Se invece rovesciamo il punto di vista? Se considerassimo il "diritto" di chi nasce? I diritti che ogni essere umano deve pretendere da chi decìde di metterlo al mondo? Allora si potrebbe cominciare ricordando il diritto di nascere per un atto di amore, in una dimensione di amore, per un reciproco dono di sé tra due persone. Poi il diritto a essere cresciuto in una famiglia "normale": questo aggettivo indica qui semplicemente la presenza di un padre e di una madre, le due figure che "naturalmente" rivestono un ruolo specifico e non sostituibile nella formazione del bambino, che ha bisogno di identificarsi con il genitore del proprio sesso e di distinguersi da quello di sesso opposto per il proprio equilibrato sviluppo. Già le vicende della vita possono portare alla perdita di un genitore o creare famiglie spezzate, con problemi psicologici di comprensione e adattamento per i figli. Non si capisce perché si debba partire con il piede sbagliato, presupponendo l'assenza di una delle due figure di riferimento: la "diversità" che il genitore single o la coppia omosessuale accetta per sé non può essere scelta a priori per il figlio, che ha diritto a non vedersi imporre una situazione da lui non richiesta che lo condizionerà psicologicamente e socialmente.

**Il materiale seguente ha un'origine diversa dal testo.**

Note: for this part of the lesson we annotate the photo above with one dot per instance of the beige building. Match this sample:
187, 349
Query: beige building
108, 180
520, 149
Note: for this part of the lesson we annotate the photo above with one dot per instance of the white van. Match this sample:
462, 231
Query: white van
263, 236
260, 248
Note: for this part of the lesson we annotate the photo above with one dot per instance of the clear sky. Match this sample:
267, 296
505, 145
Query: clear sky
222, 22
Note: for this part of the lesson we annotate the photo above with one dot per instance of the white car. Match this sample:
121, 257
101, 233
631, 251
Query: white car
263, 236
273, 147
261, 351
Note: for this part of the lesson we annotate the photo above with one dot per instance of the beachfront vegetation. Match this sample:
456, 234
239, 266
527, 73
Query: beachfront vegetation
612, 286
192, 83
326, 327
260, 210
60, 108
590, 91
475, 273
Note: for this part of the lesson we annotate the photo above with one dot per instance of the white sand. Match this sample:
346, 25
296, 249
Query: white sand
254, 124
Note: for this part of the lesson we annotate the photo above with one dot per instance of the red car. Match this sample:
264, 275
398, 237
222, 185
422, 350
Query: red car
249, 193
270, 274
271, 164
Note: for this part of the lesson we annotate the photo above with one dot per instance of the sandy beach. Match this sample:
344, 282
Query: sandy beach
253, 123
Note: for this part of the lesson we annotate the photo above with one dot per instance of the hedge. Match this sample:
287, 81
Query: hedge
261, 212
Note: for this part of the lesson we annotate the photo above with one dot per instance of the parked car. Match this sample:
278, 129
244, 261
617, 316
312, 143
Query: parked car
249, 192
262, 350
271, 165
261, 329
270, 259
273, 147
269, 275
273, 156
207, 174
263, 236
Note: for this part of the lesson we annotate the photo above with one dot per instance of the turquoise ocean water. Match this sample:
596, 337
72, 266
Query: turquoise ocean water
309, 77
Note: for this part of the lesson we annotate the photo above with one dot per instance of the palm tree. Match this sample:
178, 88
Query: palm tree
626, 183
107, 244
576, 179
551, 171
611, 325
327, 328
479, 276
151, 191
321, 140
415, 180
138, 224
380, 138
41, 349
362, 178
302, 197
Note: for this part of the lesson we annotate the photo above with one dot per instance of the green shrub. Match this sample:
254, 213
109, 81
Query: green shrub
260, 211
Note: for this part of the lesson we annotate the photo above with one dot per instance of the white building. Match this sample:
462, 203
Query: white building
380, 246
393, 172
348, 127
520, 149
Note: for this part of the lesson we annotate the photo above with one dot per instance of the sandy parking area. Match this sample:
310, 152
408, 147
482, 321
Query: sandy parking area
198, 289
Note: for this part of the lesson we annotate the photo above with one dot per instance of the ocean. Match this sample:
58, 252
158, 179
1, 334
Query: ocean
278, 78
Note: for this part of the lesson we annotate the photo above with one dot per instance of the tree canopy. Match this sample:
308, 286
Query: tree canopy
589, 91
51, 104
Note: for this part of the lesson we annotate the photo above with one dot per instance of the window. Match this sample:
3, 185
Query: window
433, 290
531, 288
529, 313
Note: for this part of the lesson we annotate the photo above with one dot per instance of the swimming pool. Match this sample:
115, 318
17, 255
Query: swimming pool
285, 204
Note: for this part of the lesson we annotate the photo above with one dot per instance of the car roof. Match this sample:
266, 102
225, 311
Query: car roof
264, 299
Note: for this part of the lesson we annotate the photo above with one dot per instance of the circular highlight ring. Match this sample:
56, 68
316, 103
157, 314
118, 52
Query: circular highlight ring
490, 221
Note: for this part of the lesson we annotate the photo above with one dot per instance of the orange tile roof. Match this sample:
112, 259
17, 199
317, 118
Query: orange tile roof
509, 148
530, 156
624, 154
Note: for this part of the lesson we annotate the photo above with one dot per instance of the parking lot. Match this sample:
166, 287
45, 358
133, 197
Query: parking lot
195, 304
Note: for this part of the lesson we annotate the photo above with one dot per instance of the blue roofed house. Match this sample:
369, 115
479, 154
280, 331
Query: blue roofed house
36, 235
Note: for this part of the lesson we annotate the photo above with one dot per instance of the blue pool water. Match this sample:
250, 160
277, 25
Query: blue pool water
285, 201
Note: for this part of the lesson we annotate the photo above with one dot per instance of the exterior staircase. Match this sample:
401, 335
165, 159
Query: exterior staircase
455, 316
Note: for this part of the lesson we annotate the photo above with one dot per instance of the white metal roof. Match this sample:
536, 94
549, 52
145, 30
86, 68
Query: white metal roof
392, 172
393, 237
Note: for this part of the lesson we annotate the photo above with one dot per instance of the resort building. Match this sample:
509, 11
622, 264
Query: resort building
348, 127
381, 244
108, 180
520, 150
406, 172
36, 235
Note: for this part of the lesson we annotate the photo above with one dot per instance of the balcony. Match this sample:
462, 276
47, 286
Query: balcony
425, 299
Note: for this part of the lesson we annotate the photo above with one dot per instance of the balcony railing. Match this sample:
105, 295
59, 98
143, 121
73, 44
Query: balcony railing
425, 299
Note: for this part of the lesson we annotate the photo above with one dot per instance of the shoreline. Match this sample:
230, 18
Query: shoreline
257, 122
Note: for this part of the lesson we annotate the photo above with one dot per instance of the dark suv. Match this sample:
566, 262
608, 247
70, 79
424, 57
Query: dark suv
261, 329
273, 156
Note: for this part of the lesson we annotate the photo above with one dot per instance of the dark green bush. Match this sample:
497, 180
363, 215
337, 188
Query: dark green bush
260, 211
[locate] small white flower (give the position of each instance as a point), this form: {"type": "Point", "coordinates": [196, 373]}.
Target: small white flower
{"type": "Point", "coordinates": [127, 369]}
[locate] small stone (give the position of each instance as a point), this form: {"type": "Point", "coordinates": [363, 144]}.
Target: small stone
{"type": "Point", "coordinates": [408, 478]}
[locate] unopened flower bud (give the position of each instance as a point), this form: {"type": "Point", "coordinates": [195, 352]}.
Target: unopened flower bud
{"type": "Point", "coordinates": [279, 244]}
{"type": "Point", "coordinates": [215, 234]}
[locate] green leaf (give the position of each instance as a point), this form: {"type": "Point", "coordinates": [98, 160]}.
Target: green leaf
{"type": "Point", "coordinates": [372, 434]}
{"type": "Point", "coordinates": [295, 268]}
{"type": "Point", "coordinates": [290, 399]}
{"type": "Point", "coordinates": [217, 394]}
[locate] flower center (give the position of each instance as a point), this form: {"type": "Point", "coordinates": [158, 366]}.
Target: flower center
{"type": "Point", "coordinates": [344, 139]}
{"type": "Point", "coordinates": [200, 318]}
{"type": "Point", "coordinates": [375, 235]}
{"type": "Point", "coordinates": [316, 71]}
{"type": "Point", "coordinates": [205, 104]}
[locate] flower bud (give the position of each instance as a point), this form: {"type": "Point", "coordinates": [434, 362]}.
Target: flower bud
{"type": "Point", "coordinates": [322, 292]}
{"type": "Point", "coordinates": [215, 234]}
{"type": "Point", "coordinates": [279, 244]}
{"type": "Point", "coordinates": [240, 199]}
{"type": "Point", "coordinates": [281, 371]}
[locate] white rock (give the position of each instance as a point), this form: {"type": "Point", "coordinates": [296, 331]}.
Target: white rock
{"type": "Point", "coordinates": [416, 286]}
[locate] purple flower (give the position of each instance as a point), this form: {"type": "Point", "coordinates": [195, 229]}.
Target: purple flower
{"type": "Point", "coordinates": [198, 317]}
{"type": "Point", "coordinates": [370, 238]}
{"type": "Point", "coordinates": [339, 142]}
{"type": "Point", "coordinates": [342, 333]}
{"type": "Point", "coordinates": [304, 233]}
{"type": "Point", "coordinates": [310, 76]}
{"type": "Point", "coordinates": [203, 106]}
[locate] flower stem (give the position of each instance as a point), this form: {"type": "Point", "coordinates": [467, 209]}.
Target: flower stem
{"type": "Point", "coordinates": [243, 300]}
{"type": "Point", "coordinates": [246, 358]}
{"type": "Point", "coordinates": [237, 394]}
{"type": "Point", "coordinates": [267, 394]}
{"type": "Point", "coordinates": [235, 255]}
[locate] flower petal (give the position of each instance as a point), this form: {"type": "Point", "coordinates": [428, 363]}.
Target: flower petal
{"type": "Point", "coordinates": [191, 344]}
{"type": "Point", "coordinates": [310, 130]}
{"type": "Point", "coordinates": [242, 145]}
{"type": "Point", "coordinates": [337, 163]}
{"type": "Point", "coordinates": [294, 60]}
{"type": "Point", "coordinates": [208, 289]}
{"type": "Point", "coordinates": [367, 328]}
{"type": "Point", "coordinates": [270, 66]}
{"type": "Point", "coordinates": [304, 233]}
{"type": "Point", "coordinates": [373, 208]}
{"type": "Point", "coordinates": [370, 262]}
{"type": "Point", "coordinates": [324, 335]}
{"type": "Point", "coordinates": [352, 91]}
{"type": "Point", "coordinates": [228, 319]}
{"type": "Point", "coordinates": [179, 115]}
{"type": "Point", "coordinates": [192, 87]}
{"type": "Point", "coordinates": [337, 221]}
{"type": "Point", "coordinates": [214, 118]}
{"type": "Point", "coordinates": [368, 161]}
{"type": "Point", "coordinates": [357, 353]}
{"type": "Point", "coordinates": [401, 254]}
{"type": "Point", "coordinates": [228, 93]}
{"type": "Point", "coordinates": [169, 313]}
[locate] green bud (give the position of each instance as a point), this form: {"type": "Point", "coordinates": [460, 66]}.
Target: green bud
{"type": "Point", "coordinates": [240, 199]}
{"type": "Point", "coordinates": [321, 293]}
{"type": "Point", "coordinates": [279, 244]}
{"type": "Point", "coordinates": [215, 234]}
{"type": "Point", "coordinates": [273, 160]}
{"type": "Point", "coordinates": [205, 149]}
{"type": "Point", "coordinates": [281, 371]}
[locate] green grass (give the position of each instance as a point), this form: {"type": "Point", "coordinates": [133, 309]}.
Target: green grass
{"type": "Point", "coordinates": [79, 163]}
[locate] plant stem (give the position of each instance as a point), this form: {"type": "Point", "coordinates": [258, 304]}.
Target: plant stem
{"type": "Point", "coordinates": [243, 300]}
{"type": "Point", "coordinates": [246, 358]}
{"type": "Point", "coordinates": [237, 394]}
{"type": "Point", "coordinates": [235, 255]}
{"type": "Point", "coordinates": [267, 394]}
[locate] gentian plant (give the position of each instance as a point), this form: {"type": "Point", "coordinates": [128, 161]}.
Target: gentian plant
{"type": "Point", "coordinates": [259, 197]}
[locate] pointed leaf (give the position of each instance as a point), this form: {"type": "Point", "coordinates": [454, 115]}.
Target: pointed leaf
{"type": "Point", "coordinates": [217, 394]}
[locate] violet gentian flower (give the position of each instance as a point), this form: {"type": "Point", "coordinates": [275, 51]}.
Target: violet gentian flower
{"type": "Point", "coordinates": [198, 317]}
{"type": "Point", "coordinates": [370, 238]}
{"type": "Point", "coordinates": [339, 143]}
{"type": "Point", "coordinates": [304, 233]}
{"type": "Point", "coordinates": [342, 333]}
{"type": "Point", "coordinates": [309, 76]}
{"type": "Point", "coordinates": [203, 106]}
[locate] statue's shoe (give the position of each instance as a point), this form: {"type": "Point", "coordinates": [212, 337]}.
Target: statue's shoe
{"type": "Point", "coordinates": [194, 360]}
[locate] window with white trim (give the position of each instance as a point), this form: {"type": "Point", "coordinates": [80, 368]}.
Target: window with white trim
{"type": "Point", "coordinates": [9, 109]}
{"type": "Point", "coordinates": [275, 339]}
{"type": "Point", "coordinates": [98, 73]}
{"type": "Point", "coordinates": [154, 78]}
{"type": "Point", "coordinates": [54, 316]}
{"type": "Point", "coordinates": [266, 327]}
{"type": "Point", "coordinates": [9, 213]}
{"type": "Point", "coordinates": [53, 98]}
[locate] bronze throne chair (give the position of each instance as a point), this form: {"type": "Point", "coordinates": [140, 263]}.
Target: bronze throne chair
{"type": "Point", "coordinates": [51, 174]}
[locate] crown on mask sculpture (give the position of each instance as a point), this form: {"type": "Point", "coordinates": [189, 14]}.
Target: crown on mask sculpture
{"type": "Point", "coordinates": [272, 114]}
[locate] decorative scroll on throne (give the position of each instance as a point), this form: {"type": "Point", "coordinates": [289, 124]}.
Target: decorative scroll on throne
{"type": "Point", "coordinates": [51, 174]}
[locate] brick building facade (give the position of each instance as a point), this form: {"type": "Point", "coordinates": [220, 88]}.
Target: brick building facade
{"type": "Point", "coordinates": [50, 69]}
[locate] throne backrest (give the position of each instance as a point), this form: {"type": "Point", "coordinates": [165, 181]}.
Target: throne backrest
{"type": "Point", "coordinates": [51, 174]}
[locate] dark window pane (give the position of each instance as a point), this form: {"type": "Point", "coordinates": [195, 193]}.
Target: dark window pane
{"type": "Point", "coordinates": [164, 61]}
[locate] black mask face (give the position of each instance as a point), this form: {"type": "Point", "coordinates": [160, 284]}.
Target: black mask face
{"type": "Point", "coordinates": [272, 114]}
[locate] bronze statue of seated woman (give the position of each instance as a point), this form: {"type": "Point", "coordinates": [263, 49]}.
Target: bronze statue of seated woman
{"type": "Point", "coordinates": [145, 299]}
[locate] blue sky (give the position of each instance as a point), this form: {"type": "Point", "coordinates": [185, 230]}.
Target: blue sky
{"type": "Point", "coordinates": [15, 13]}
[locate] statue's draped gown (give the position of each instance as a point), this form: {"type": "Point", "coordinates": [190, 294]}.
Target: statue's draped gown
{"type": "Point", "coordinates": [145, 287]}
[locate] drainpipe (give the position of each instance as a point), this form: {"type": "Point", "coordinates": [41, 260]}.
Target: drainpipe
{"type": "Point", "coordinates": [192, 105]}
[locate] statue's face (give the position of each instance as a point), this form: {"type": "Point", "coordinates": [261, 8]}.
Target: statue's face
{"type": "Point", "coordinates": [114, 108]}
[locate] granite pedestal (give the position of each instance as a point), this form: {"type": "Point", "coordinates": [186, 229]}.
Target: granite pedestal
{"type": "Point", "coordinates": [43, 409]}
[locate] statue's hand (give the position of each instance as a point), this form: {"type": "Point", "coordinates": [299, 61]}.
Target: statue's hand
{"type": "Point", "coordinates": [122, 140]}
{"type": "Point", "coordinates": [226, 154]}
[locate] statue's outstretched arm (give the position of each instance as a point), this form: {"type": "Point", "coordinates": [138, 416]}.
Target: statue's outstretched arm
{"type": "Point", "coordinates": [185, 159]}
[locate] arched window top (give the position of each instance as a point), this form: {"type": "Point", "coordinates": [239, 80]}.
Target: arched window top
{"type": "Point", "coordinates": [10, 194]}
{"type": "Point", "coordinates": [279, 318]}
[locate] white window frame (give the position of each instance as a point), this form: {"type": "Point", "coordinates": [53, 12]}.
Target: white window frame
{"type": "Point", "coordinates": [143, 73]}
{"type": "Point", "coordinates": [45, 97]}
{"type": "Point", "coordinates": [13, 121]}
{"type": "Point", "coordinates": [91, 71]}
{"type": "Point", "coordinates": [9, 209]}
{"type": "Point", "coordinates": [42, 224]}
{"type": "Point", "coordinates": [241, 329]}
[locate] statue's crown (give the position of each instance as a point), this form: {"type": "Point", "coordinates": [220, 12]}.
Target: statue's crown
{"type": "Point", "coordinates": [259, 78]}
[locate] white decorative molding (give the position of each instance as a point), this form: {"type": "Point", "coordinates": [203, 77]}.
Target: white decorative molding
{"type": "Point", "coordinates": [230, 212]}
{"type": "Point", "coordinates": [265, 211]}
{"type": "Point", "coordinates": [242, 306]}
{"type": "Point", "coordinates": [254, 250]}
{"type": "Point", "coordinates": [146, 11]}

L'ingegneria genetica, la scienza medica che modifica le strutture delle cellule, mossa da finalità meritorie, cioè quando si propone di portare benefici alla ricerca contro le malattie, se si presenta come il mezzo per "migliorare la natura umana", proietta ombre inquietanti sul futuro. Sottile e insidioso è il confine tra l'eliminazione di un difetto e la manipolazione per inserire o potenziare determinate caratteristiche: è auspicabile che tutti i neonati sìano sani, ma va impedito che il. sesso possa essere predeterminato, così come il colore degli occhi, della pelle o dei capelli, l'altezza, la forza, l'intelligenza... La possibilità di selezionare gli esseri umani è una prospettiva aberrante, da rifiutare. Una società di soli beautiful Ridge, con il cervello di Einstein e di sole Claudie Schiffer con una intelligenza di una Levi Montalcini, sarebbe la fine dell'umanità, perché presuppone che qualcuno la possa plasmare e controllare. Libertà e dignità dell'essere umano cominciano proprio dal rispetto assoluto degli elementi che creano la vita.